Larry Baldwin, a current member of the Coastal Resources Commission, wants to nominate climate deniers to fill the science panel’s vacancies, since he is one himself. Some of Baldwin’s top picks are Nicola Scafetta, David Burton, and Robert Brown. Scafetta, a researcher with the Duke University Physics Department, thinks anthropogenic warming is “significantly overstated.” Burton, who has made a “hobby” out of “the study of the science of sea-level rise,” thinks the panel is “outside their area of expertise, really, when it comes to that topic.” And Brown once argued in a blog post against preparing for sea level rise: “Yet we are asked to spend money and time now, when there literally isn’t a hint of a problem in the … empirical data.”
Once considered a scientific panel, the commission has moved in a more conservative and industry-friendly direction ever since the North Carolina legislature removed many of the actual scientists. In 2013, Gov. Pat McCrory appointed Frank Gorham, a man whose day job is overseeing his oil and gas investment company and who thinks no scientist “is smart enough to say [sea level] is going to rise 39 inches.”

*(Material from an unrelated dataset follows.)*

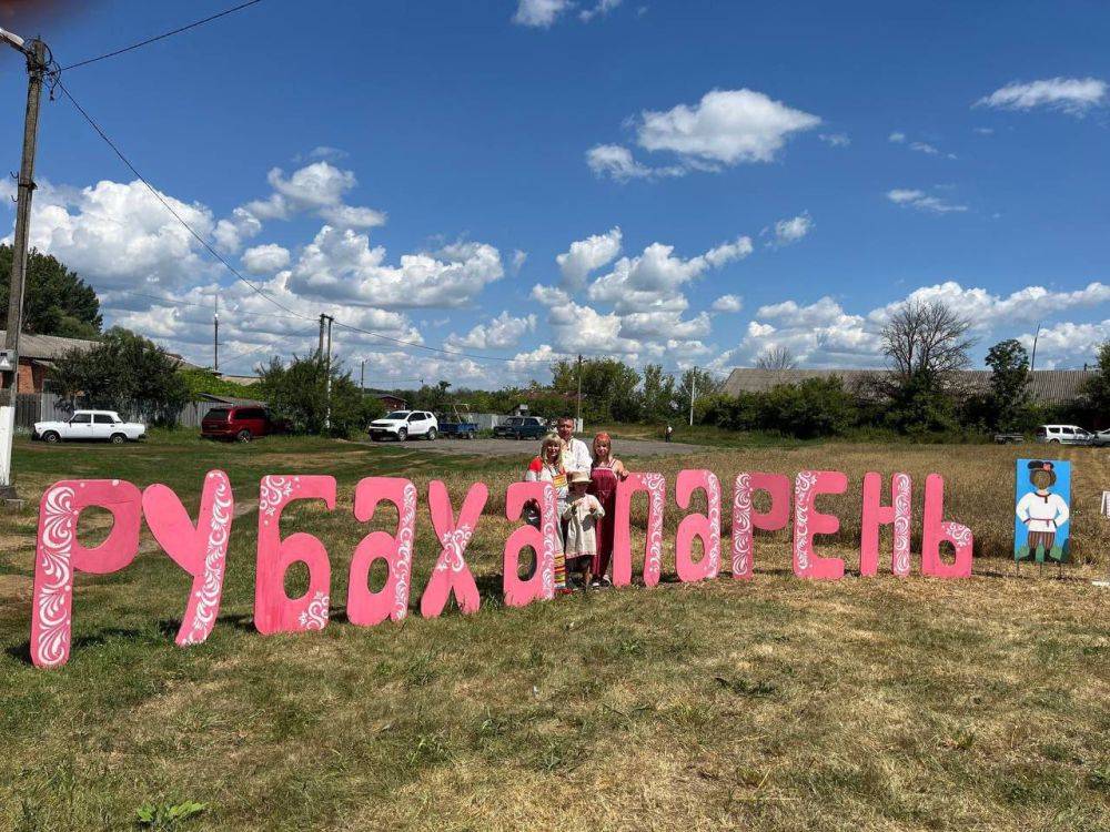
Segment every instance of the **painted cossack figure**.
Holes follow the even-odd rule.
[[[1052,493],[1056,470],[1052,463],[1041,459],[1029,460],[1029,481],[1033,489],[1018,500],[1018,519],[1026,525],[1026,546],[1030,552],[1040,548],[1052,551],[1056,532],[1068,521],[1071,513],[1068,501]]]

The panel’s three-foot-rise projection offended the Republican legislature enough in 2012 that it voted officially to ignore it. Hoping to avoid a repeat, the panel will now only look at sea level 30 years into the future. North Carolina’s war on science hasn’t ended there, either. There was another incident where the North Carolina Department of Environment and Natural Resources was caught deleting public resources about climate change.

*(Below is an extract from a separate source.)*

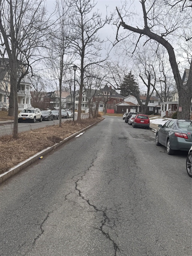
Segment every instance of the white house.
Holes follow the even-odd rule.
[[[189,69],[185,69],[182,78],[183,84],[184,86],[186,85],[187,84],[189,73]],[[192,90],[192,86],[191,89]],[[168,115],[171,116],[174,112],[177,111],[179,98],[178,91],[177,89],[176,89],[172,92],[170,95],[171,97],[169,101],[165,101],[160,103],[160,113],[161,116],[162,116]],[[190,111],[192,111],[192,99],[191,99]]]
[[[4,61],[0,58],[0,110],[2,108],[8,109],[10,92],[10,77]],[[6,59],[6,61],[9,62],[9,59]],[[21,80],[17,91],[19,111],[31,107],[30,89],[30,82],[26,77]]]
[[[141,96],[140,98],[141,101],[145,104],[146,96]],[[147,106],[146,113],[148,115],[160,113],[160,100],[158,97],[151,97]],[[139,113],[141,111],[141,107],[136,99],[132,95],[125,97],[124,101],[118,103],[116,106],[117,113],[123,114],[129,112]]]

One of the few longtime experts left on the panel, Professor of Marine and Coastal Geology Stan Riggs, insists the danger of climate change is here and now. “The land along the shoreline along those areas is just being ripped out at 100 feet a storm,” he told E&E; News. “The tipping point in my opinion is not 100 years from now at 2100, it’s right now.” In fact, three feet of sea level rise is likely an understatement, new studies suggest. Without action to curb greenhouse pollution, Antarctica ice could pass an unstoppable melting point, causing seas to rise by 10 to 13 feet.